Volvemos: ¿entonces qué rayos hace un historiador? Cuando el presente lo exige —y créanme, lo exige minuto a minuto—, interpreta el pasado para aportar una mirada informada y amplia a su propia época. ¿Y cómo lo hacemos? Investigamos constantemente, nos especializamos en ciertas materias y compartimos nuestros resultados, interpretaciones y opiniones a través de distintas plataformas: libros, artículos en revistas especializadas, entrevistas, programas en medios, conferencias académicas y de divulgación. Y, asimismo, los historiadores también escribimos libros de texto para los alumnos, cargados de nuestra propia interpretación; libros que buscan ayudarlos a complejizar su propia realidad. Y somos docentes en distintos niveles educativos para fomentar el pensamiento crítico. Y trabajamos en archivos donde otros historiadores podrán encontrar fuentes para sus investigaciones. Y participamos en la organización de exposiciones en museos abiertos a todo público. Y escribimos novelas históricas y hasta asesoramos películas y series de televisión, porque no podemos negar que el relato de la Historia también es fuente de entretenimiento. Y asesoramos políticos para que sepan lo que dicen y lo que hacen. Todo esto, por supuesto, lo hace el historiador que tiene la posibilidad de realmente dedicarse a la Historia, lo cual —hay que decirlo— no es común dentro de la realidad laboral que vivimos.

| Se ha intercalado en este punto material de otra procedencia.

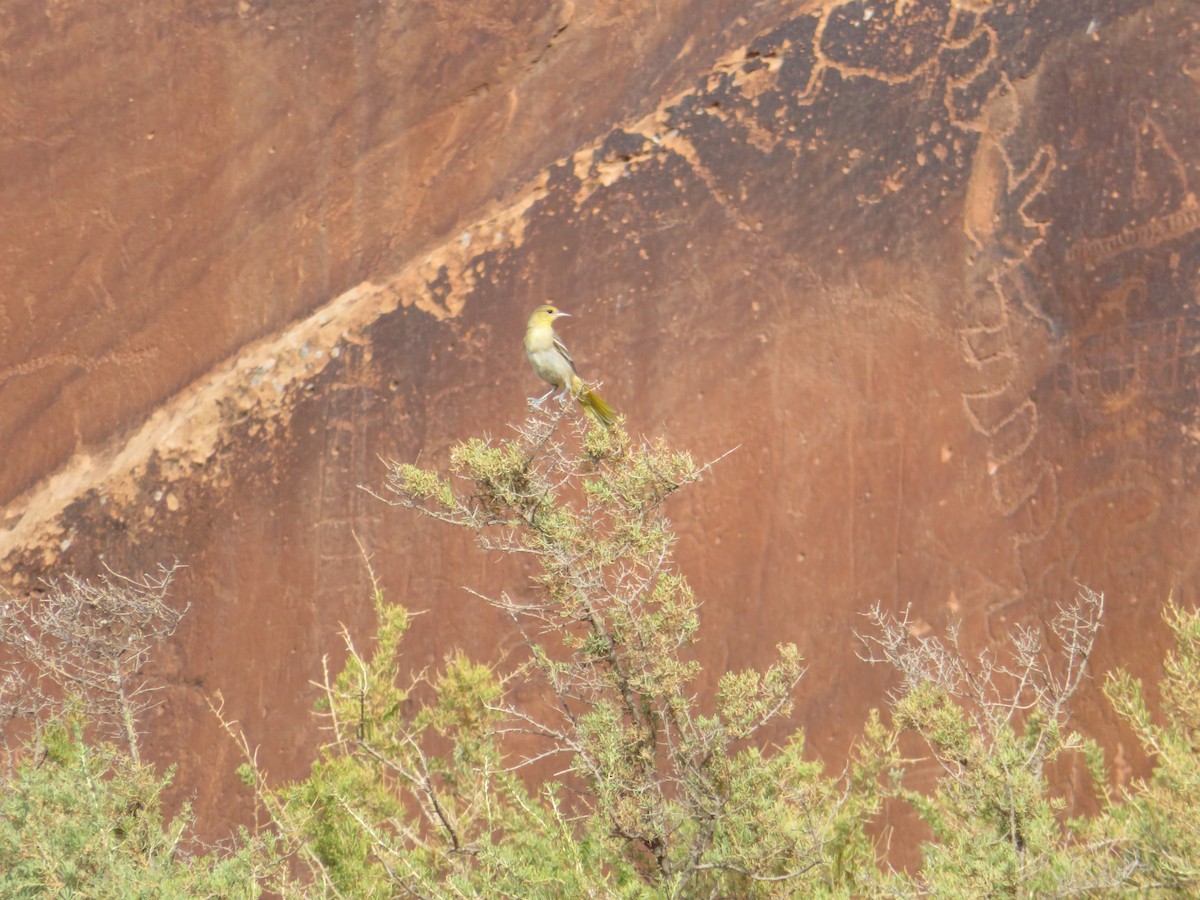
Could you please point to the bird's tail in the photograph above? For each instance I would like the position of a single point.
(597, 407)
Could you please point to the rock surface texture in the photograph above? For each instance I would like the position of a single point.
(933, 265)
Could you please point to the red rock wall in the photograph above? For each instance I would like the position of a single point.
(934, 268)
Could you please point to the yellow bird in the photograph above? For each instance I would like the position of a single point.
(552, 363)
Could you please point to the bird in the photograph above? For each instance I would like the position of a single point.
(553, 364)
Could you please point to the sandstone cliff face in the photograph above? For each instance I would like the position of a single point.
(933, 265)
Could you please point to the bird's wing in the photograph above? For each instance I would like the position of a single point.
(562, 348)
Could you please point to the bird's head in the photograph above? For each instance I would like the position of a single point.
(545, 315)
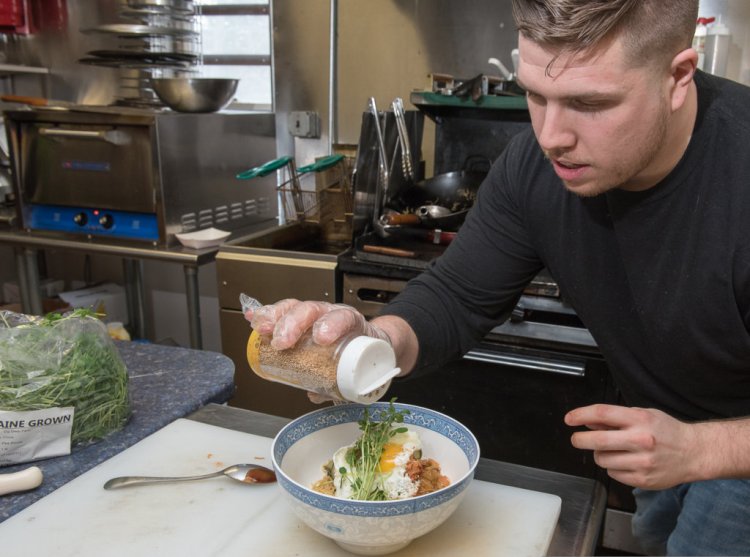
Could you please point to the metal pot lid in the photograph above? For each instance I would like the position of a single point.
(133, 63)
(162, 6)
(141, 55)
(125, 29)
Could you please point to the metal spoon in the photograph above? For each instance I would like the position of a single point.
(245, 473)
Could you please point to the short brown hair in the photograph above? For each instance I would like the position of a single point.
(652, 30)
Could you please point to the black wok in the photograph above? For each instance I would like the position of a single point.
(456, 191)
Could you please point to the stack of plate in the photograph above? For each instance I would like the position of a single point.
(157, 38)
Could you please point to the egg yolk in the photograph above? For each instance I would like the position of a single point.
(388, 456)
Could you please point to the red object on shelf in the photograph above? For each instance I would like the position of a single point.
(14, 16)
(23, 17)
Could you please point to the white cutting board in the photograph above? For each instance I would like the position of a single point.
(225, 518)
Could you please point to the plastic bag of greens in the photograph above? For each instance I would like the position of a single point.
(57, 373)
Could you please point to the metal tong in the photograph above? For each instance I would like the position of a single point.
(383, 174)
(403, 139)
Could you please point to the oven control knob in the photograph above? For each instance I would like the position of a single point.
(106, 221)
(81, 219)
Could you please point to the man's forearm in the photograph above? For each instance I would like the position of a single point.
(723, 447)
(403, 339)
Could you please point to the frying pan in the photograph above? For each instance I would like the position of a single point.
(455, 191)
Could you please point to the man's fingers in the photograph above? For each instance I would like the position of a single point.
(603, 416)
(264, 318)
(335, 324)
(290, 327)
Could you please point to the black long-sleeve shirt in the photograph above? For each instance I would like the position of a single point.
(661, 278)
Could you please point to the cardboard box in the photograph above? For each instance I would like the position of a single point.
(107, 299)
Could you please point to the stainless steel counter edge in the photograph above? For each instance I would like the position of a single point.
(176, 254)
(583, 499)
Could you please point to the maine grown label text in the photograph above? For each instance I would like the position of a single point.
(35, 434)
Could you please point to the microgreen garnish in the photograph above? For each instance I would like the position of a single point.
(363, 458)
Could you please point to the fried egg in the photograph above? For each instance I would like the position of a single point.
(392, 473)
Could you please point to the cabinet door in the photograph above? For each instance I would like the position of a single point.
(269, 277)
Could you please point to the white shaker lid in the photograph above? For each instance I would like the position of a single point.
(365, 369)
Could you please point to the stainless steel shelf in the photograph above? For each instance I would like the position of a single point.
(14, 69)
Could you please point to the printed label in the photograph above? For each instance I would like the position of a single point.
(35, 434)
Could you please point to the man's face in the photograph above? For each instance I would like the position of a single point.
(602, 124)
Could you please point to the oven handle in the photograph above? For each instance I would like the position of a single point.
(80, 134)
(527, 362)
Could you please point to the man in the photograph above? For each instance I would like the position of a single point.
(633, 191)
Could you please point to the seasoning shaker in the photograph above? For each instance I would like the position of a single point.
(356, 368)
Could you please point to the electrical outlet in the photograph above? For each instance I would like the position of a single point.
(304, 124)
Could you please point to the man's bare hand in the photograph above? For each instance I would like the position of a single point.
(641, 447)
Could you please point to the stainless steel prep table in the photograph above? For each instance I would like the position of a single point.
(583, 500)
(28, 244)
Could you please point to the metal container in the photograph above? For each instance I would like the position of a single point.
(194, 94)
(136, 174)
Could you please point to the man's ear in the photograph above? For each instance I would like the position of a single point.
(682, 71)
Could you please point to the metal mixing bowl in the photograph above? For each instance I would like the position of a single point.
(194, 94)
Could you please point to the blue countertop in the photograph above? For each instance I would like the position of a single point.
(166, 383)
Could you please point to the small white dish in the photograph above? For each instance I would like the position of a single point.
(206, 238)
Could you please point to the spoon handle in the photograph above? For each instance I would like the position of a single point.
(126, 481)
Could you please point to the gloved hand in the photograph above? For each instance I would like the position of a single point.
(288, 319)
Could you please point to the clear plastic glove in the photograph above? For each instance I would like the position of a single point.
(288, 319)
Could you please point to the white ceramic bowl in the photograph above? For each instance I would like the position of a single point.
(206, 238)
(371, 527)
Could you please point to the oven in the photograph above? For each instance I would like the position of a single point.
(143, 175)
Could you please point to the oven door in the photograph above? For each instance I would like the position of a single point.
(88, 165)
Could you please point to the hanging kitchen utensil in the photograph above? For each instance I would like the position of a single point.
(403, 139)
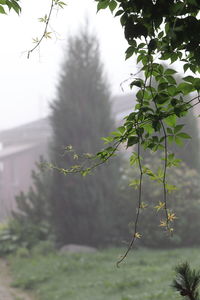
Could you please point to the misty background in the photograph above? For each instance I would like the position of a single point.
(34, 80)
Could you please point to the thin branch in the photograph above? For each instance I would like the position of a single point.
(138, 211)
(45, 29)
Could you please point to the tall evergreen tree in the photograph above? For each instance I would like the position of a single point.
(82, 208)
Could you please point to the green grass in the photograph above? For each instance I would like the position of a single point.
(146, 274)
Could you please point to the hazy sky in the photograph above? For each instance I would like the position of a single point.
(28, 85)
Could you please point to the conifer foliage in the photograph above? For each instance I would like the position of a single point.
(187, 281)
(82, 209)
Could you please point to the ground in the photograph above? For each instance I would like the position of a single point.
(6, 291)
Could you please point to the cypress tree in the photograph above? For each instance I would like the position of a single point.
(82, 209)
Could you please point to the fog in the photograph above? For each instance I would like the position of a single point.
(28, 85)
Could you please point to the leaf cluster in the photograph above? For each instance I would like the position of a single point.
(10, 4)
(187, 281)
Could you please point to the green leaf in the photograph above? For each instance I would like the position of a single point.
(129, 52)
(185, 88)
(119, 12)
(112, 5)
(169, 130)
(170, 72)
(102, 5)
(138, 83)
(170, 79)
(162, 86)
(178, 128)
(189, 79)
(171, 120)
(184, 135)
(132, 140)
(197, 83)
(178, 141)
(2, 11)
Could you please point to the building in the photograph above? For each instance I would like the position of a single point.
(22, 146)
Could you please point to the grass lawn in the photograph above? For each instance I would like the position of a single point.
(146, 274)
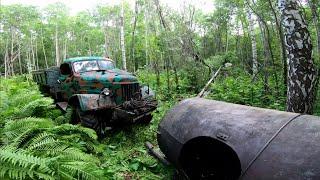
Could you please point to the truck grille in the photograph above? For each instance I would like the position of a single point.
(128, 90)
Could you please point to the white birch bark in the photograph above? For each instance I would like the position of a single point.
(253, 44)
(122, 43)
(302, 74)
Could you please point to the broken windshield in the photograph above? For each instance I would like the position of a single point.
(83, 66)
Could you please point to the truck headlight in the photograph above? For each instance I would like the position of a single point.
(106, 91)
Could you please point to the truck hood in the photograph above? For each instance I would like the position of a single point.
(108, 76)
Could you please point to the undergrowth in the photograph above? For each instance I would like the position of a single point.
(36, 141)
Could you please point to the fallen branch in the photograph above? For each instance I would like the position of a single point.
(202, 92)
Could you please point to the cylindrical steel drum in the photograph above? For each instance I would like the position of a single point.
(208, 139)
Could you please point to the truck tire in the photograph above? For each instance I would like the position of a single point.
(89, 120)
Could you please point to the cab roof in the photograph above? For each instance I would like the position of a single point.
(85, 58)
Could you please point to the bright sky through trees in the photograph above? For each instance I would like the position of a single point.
(80, 5)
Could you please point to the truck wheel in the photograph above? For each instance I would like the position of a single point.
(89, 120)
(146, 119)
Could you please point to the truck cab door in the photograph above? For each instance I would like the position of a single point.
(67, 81)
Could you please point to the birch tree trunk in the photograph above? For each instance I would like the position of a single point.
(6, 60)
(57, 46)
(133, 37)
(315, 16)
(123, 48)
(302, 76)
(146, 23)
(253, 44)
(19, 57)
(283, 46)
(106, 54)
(32, 51)
(44, 50)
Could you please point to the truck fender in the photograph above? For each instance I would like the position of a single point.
(88, 102)
(147, 92)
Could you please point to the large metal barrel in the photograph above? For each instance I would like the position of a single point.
(208, 139)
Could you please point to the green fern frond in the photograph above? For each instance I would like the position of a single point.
(73, 154)
(81, 170)
(18, 164)
(68, 129)
(14, 129)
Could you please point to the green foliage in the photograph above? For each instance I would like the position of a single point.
(241, 89)
(33, 146)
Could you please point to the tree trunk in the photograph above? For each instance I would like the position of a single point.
(146, 24)
(36, 54)
(133, 37)
(106, 54)
(302, 79)
(19, 57)
(6, 60)
(32, 51)
(123, 48)
(57, 46)
(315, 16)
(283, 47)
(65, 48)
(44, 50)
(266, 59)
(253, 45)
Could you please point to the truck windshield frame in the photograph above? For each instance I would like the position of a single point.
(92, 65)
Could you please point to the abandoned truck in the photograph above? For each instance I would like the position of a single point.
(100, 95)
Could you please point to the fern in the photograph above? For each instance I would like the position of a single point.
(38, 148)
(13, 129)
(17, 164)
(81, 170)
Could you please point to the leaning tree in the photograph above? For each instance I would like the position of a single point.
(302, 74)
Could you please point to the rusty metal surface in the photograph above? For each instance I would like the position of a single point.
(293, 154)
(89, 102)
(246, 130)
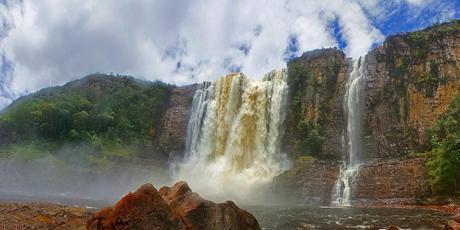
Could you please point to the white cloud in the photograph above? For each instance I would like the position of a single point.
(50, 42)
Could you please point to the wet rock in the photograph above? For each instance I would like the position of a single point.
(171, 208)
(456, 218)
(143, 209)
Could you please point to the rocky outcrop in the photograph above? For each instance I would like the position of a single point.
(175, 120)
(315, 121)
(409, 83)
(171, 208)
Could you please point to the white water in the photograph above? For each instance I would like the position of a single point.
(234, 135)
(351, 165)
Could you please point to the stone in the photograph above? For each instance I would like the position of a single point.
(171, 208)
(456, 217)
(143, 209)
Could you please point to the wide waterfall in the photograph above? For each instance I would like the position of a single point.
(351, 165)
(234, 134)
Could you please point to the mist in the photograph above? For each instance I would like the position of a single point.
(56, 180)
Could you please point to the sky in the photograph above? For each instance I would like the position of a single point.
(49, 42)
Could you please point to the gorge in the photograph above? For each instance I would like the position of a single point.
(325, 131)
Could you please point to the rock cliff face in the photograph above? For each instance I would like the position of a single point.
(173, 131)
(315, 121)
(409, 82)
(311, 182)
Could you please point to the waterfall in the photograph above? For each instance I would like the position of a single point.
(351, 164)
(234, 134)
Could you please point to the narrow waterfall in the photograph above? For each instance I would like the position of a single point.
(234, 133)
(351, 164)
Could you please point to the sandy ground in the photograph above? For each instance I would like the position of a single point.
(42, 216)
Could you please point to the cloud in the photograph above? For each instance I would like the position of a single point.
(50, 42)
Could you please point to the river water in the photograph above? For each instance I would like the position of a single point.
(347, 218)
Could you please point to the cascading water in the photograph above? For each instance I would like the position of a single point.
(351, 165)
(234, 134)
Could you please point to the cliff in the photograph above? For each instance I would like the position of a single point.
(315, 119)
(408, 84)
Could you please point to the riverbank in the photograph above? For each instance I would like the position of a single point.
(34, 215)
(37, 215)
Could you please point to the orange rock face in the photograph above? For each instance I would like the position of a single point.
(171, 208)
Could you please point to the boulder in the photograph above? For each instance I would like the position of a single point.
(456, 217)
(174, 207)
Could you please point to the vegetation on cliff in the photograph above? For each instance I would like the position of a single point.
(313, 84)
(96, 118)
(444, 157)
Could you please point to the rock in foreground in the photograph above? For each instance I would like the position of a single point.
(171, 208)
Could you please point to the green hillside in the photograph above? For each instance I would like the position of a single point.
(93, 120)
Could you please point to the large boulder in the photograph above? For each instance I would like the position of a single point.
(174, 207)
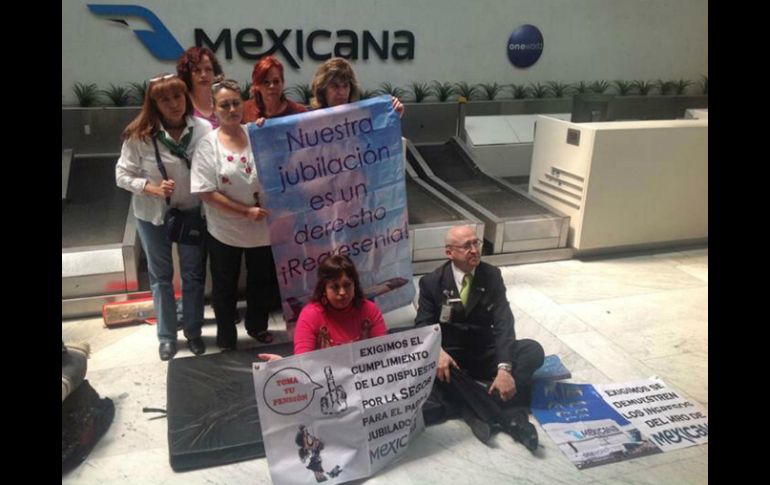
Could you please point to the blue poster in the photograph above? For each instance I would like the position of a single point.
(584, 427)
(334, 184)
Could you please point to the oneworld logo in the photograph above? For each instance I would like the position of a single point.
(525, 46)
(158, 41)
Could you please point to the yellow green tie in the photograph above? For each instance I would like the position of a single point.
(466, 288)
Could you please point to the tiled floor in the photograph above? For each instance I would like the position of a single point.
(612, 319)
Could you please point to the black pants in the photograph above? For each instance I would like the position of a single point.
(481, 365)
(261, 287)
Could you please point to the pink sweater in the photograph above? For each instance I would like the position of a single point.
(319, 327)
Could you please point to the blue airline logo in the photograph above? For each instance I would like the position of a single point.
(158, 41)
(525, 46)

Pero sí, eso y más hace un historiador y por eso su participación en tantos ámbitos es vital y necesaria para la sociedad.

Hace muy pocos días, conversé con Belén Zuazúa, amiga íntima española e historiadora del arte. De alguna forma, llegamos a hablar sobre algo que nos ocurre a ambos y probablemente a todos los historiadores y, me atrevo a decir, a todos los humanistas: con una impresionante frecuencia, en cualquier conversación nos tornamos abogados del diablo, cuestionamos todo lo que escuchamos de nuestro interlocutor y le ofrecemos —a veces en tono francamente retador— muchas otras posibilidades de interpretación. En resumidas cuentas, nunca estamos de acuerdo y siempre estamos proponiendo otras opciones. “Debe ser castrante para los otros”, le dije a Belén; “creo que dejaré de hacerlo”. Pero ella me hizo ver el por qué: como humanistas, estamos formados para ver el actuar humano como un fenómeno realmente complejo, como enormes granadas que llevan en su interior una cantidad inimaginable de materiales explosivos. Las cosas nunca son tan fáciles, todo está relacionado, las coyunturas no suceden porque sí, nada surge de la nada, el humano no es un ser pasivo sino un agente, la política se vincula con la cultura y viceversa, la economía no va por su propio camino, los militares también son personas de carne y hueso, hombres y mujeres están sujetos a estructuras de pensamiento… Por eso, cuando alguna persona se refiere a un hecho cualquiera con tremenda simplicidad, nosotros quedamos patidifusos y solemos saltar al ruedo, tal vez no a escupir la verdad —nosotros no la sabemos, quizá nadie—, pero sí a complejizar el asunto, a invitar al otro a considerar que el hecho al que se refiere tiene muchas más capas que analizar antes de emitir una opinión al respecto. Y esa invitación no es sino una exhortación a entender mejor, a dar al asunto la importancia que merece y, por lo tanto, a encontrarle una respuesta que esté a su altura.

Los historiadores, pues, nos dedicamos a hacer ver —a nosotros mismos, a los colegas y a los no historiadores— la complejidad de la realidad humana y la necesidad de estudiarla con detalle para comprenderla y ser capaces de tomar las mejores decisiones. La cosa, como expresó Roger Chartier en 2020, no es predecir el futuro —como a veces también se nos pide que lo hagamos—, sino tender ante la sociedad las posibilidades de futuro que tenemos y coadyuvar a transitar el mejor camino.